ChinaFile has collected opinions from a number of China experts on how Barack Obama ought to handle the September visit of Xi Jinping. Respondents not only deal with particular policy issues, but discuss whether or not the visit should happen at all—Arthur Waldron argues that the visit should be cancelled altogether and Perry Link suggests it should be downgraded in some way. Evan Feigenbaum emphasizes the importance of strengthening economic ties—even in small ways—in the face of competition in other domains. Peter Dutton recommends focusing on finding converging interests through partnering in opening Central Asia up to the global economy.

China’s Market Slide Turns an Economic Crisis into a Political One
David Francis,
Foreign Policy, August 24, 2015

Francis talks with a number of American observers who believe the recent problems in China’s stock market will pose significant problems for the Xi-Obama summit in September.
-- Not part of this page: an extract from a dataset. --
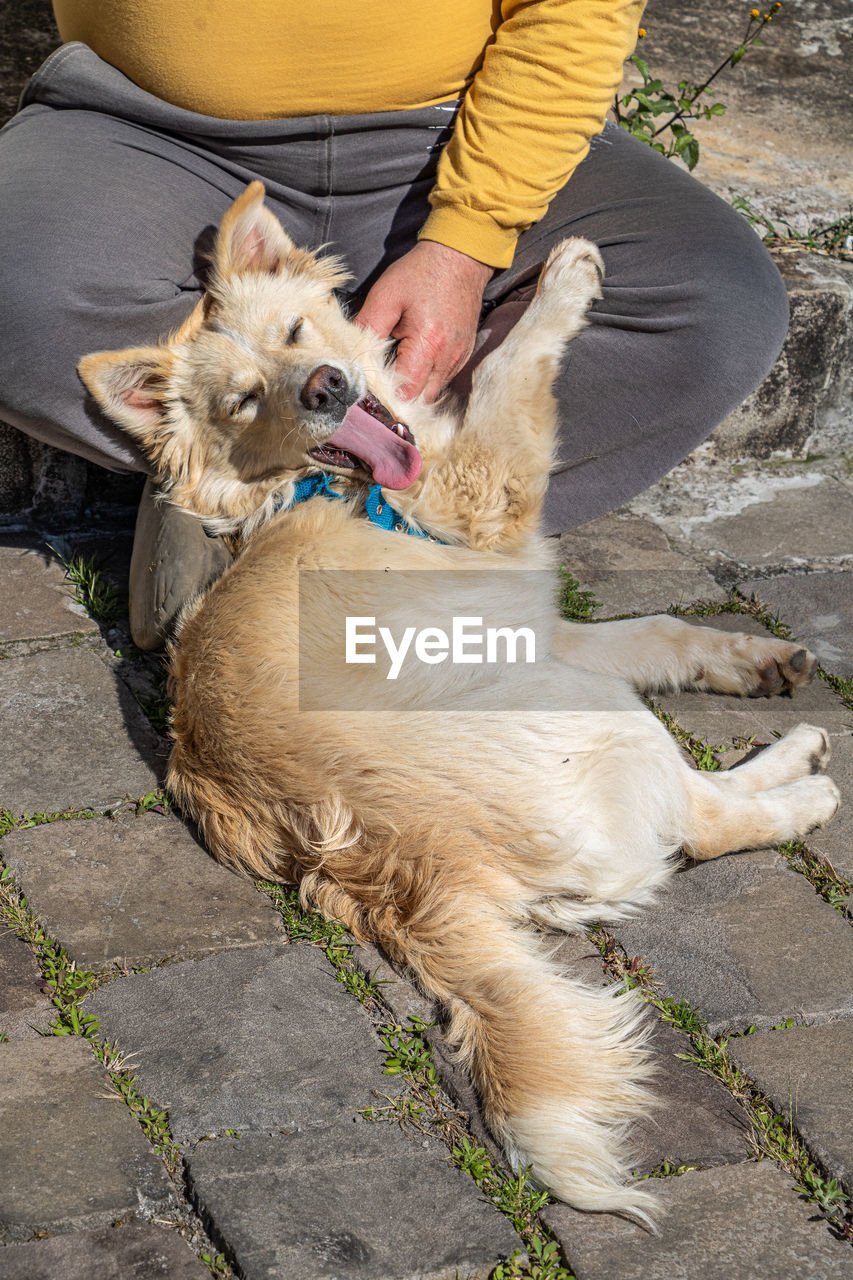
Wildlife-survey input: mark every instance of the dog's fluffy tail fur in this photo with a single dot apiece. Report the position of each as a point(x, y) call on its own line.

Some analysts expect China’s interventions in its markets over the last month will only add to a long list of problematic issues that threaten to make the meeting a rocky one.

China Bashing: American Campaign Ritual or Harbinger of Tougher Policy?
Bonnie Glaser
The Lowy Interpreter, August 25, 2015

Glaser discusses the latest manifestations of “China-bashing” in the US presidential primary campaigns. While American politicians often talk tough about China in elections, Glaser wonders whether the rhetoric this primary season will reinforce other trends—negative American opinions about China following the OPM data breach and an already hawkish Congress—and make for a more confrontational relationship.
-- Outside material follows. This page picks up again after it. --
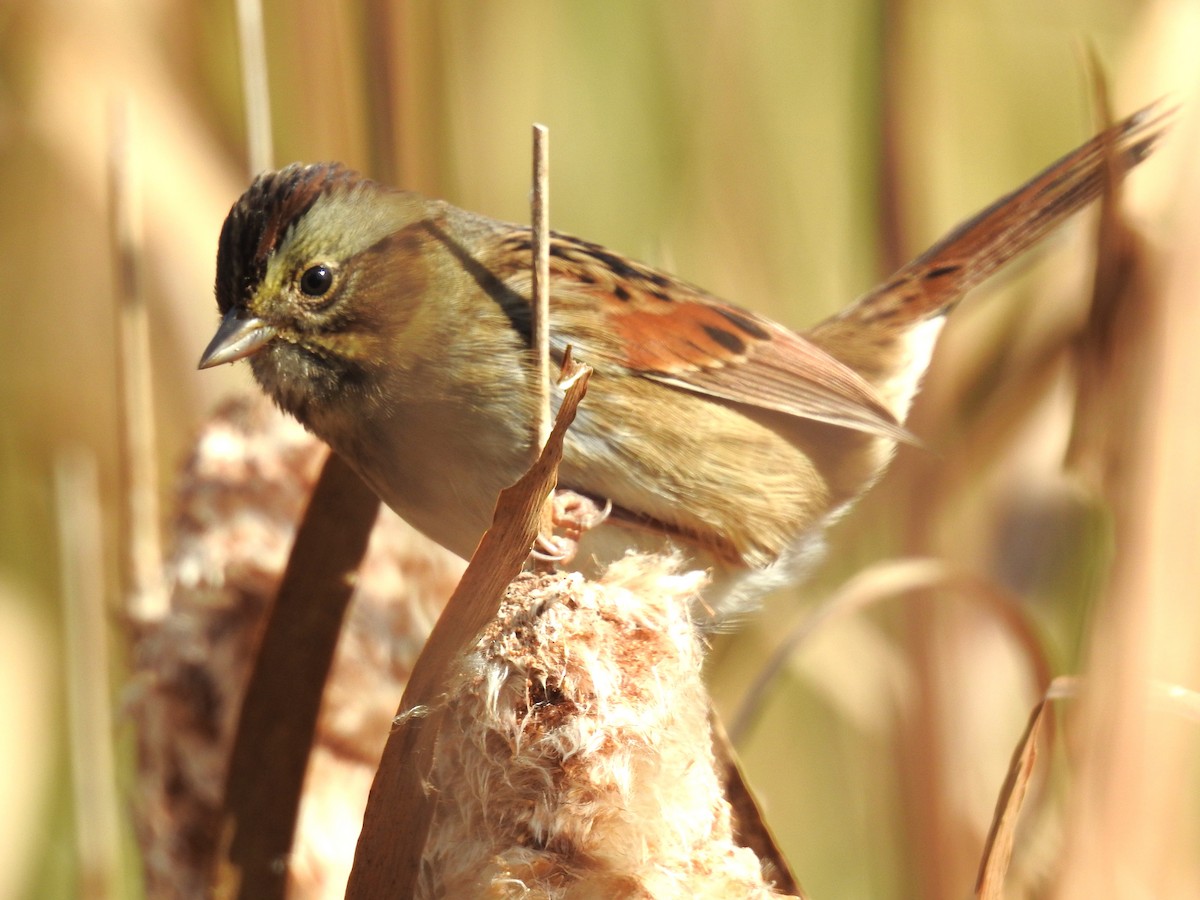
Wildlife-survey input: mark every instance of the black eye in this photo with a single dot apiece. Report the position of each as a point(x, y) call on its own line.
point(316, 281)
Beijing’s Push to Make the Renminbi a Global Currency is Misguided
Yukon Huang
Financial Times, (reposted via the Carnegie Endowment), August 26, 2015

The author discusses the logic of China’s push for IMF Special Drawing Rights and claims that internationalizing the Renminbi will cause many complications in China’ economy. Why then does Beijing want the Renminbi to be a global reserve currency? The author evaluates several explanations and concludes by arguing that at a regional level it makes good economic sense for China’s major Asian trading partners to use the Renminbi as a “reference currency.”
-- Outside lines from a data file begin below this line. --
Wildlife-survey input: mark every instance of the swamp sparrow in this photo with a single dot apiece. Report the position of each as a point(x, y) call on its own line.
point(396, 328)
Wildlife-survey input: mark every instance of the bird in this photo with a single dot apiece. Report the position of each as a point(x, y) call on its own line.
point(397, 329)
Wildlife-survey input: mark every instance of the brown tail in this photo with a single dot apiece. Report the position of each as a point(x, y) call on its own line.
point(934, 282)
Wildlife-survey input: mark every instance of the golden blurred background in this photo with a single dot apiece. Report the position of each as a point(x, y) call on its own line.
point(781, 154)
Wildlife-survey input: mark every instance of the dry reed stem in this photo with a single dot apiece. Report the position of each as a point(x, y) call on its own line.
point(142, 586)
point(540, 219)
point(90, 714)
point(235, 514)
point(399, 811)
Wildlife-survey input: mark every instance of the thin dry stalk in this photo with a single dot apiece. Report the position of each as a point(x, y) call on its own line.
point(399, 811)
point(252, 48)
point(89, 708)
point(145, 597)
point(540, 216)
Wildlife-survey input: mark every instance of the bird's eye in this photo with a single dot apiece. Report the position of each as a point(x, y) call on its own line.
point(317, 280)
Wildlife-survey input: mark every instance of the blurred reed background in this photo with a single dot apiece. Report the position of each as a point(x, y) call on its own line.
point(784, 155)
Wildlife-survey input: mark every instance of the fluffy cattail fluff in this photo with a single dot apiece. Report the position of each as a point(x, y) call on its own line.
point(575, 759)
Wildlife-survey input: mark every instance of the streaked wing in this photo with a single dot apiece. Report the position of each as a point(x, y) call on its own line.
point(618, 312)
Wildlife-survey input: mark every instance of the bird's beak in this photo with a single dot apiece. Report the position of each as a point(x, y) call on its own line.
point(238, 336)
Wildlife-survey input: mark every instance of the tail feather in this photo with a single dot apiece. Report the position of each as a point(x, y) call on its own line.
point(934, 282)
Will China’s Economic Collapse Save the South China Sea?
Minxin Pei
The National Interest, August 27, 2015

Pei argues that Chinese foreign policy in recent years has been marked by hubris and “enormous risks” rather than the “cautious pragmatism” of past decades. The source of this change in approach according to Pei has been China’s sense of economic “invincibility.” To Pei, this month’s series of economic challenges constitute a warning that China is economically—and in turn strategically—overextended. A China on a more modest economic footing according to Pei will have less ability to engage the developing world via financial institutions and less leverage in confronting other states regarding such issues as the South China Sea.